Earthjustice noted that a poll conducted by Ipsos last year on behalf of Oceana found that 64% of Americans want elected officials to keep offshore areas off-limits for new oil and gas leasing. Climate scientists have consistently warned that new fossil fuel projects have no place on a pathway to limiting planetary heating to 1.5°C or as close to it as possible.

The majority of Americans support ocean protections from offshore drilling. Trump's executive order to rescind protections from offshore drilling is not just illegal – it's deeply unpopular. We're in court to protect coastal communities, public health, regional economies, and marine ecosystems.
— Earthjustice (@earthjustice.bsky.social) February 21, 2025 at 11:28 AM

The possibility of fossil fuel drilling near coastal communities threatens "the health and economic resilience of millions of people who rely on clean and healthy oceans for everything from tourism to commercial fishing," said Earthjustice.

Trump is pushing to open up new areas for offshore drilling even as fossil fuel production in the U.S. has surged to record highs in recent years. He has claimed the country faces an "energy emergency" even as the oil industry has not yet begun drilling in 80% of the millions of public acres of water where it already holds leases.

"Trump's putting our oceans, marine wildlife, and coastal communities at risk of devastating oil spills and we need the courts to rein in his utter contempt for the law," said Kristen Monsell, oceans legal director at the Center for Biological Diversity, which is also involved in the legal action. "Offshore oil drilling is destructive from start to finish. Opening up more public waters to the oil industry for short-term gain and political points is a reprehensible and irresponsible way to manage our precious ocean ecosystems."

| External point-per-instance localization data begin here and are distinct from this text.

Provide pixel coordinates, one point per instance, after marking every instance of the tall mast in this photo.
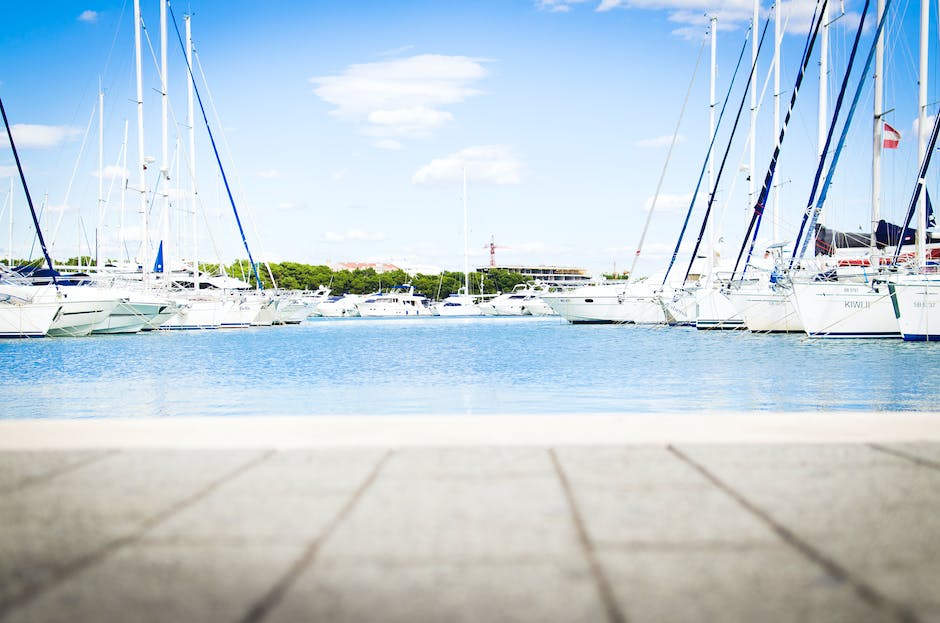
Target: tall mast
(921, 128)
(192, 150)
(823, 85)
(466, 264)
(713, 27)
(122, 235)
(142, 163)
(100, 161)
(777, 30)
(752, 158)
(165, 162)
(877, 132)
(10, 248)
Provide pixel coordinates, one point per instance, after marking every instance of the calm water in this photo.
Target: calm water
(451, 366)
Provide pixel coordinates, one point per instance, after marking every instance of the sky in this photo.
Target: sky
(345, 128)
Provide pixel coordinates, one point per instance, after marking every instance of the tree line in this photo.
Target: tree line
(296, 276)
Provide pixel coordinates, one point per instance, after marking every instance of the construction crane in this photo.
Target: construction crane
(492, 247)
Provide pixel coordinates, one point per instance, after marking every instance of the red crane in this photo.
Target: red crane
(492, 247)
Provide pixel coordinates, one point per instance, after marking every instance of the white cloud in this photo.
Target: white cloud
(659, 141)
(557, 6)
(693, 16)
(30, 136)
(111, 172)
(669, 203)
(389, 144)
(401, 97)
(492, 164)
(352, 234)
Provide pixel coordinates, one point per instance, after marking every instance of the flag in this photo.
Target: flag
(891, 137)
(158, 264)
(931, 220)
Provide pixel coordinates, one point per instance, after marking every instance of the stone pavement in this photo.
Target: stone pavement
(606, 532)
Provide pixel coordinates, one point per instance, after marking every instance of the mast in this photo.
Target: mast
(10, 248)
(752, 157)
(823, 83)
(142, 163)
(776, 198)
(921, 126)
(192, 150)
(122, 236)
(165, 142)
(877, 133)
(711, 131)
(466, 264)
(100, 161)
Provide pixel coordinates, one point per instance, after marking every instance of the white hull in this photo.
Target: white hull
(714, 310)
(917, 307)
(768, 311)
(538, 307)
(457, 305)
(679, 307)
(22, 319)
(848, 310)
(241, 313)
(291, 311)
(131, 316)
(195, 314)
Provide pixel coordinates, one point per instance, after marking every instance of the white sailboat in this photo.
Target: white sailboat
(399, 301)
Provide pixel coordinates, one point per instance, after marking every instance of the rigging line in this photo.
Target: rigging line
(760, 105)
(832, 126)
(662, 175)
(228, 150)
(68, 190)
(724, 159)
(821, 200)
(918, 186)
(711, 146)
(228, 189)
(29, 199)
(771, 169)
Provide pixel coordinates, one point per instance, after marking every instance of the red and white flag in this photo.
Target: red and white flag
(891, 137)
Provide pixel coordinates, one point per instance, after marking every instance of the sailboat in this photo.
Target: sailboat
(461, 303)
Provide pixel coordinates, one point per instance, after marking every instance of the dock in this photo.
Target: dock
(634, 517)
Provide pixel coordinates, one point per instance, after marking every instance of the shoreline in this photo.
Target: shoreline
(403, 431)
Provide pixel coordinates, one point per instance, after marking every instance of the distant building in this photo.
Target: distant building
(554, 274)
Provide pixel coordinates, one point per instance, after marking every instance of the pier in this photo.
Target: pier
(667, 517)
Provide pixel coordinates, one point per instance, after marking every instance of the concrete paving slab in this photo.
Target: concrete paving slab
(465, 519)
(21, 469)
(49, 528)
(730, 586)
(165, 583)
(442, 590)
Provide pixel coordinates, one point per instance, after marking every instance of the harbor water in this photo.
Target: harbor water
(444, 366)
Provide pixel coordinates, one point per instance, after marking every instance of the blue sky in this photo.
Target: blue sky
(348, 126)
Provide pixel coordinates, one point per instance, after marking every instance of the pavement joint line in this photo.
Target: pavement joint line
(604, 589)
(59, 471)
(260, 610)
(905, 455)
(57, 576)
(864, 590)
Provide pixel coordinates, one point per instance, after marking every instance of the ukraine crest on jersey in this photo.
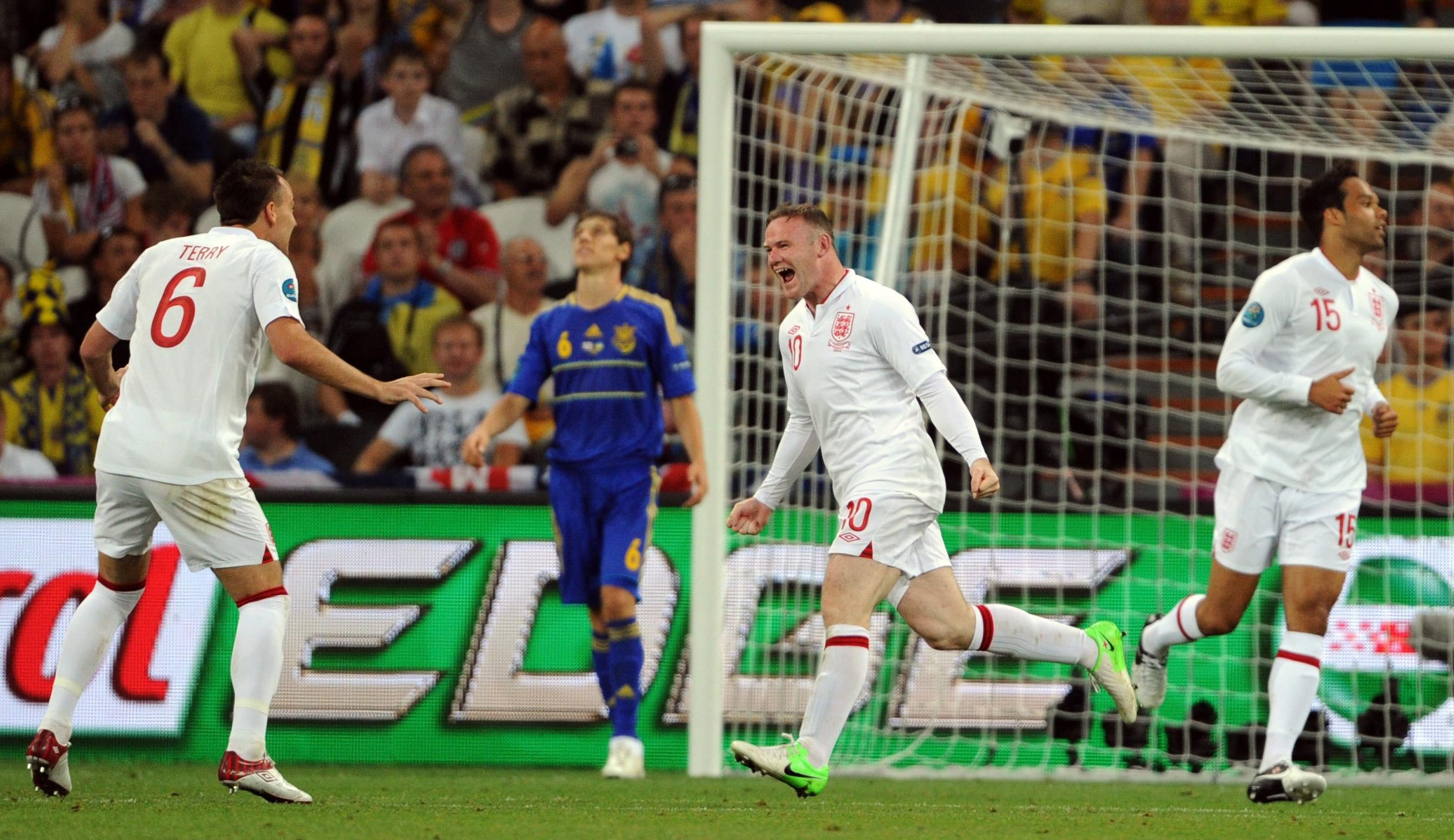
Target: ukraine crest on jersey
(612, 365)
(626, 339)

In a separate legal challenge, several climate action groups are asking the U.S. District Court for the District of Alaska to reinstate a 2021 federal ruling that blocked Trump from rolling back offshore protections that had been introduced by the Obama administration in the Atlantic and Arctic Oceans.

"The Arctic Ocean has been protected from U.S. drilling for nearly a decade, and those protections have been affirmed by the federal courts," said Sierra Weaver, senior attorney at Defenders of Wildlife. "Though these coastlines have been protected, the administration is showing no restraint in seeking to hand off some of our most fragile and pristine landscapes for the oil industry's profit."